2021 film by John Mathis

Where's Rose is a 2021 American folk horror thriller film directed by John Mathis, starring Ty Simpkins, Skyler Elyse Philpot, Anneliese Judge, Kathy Searle, Nick Basta and Joseph Gray.

==Cast==
- Ty Simpkins as Eric Daniels
- Skyler Elyse Philpot as Rose Daniels
- Anneliese Judge as Jessica Waters
- Kathy Searle as Mary Daniels
- Nick Basta as Nate Daniels
- Joseph Gray as Dan Waters

==Release==
The film was released in theatres on 29 July 2022, and was released to VOD on 30 August.

===Box office===
As of November 29, 2023, Where's Rose grossed $21,720 in Russia.

==Reception==
David Gelmini of Dread Central rated the film 4 stars out of 5, calling it "a haunting and challenging viewing experience which will make you wish your loved ones will never return after they get lost in the woods."

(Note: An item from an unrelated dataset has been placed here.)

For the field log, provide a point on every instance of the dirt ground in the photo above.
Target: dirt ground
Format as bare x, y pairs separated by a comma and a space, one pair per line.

Paul Risker of PopMatters gave the film a rating of 6/10. Rich Cross of Starburst rated the film 2 stars out of 5, writing that "The closing scenes of Where's Rose do deliver some powerful revelations. Yet there's a nastiness to those narrative twists that feel out of kilter with the film's otherwise bland tone, while the muddled folklore falls flat."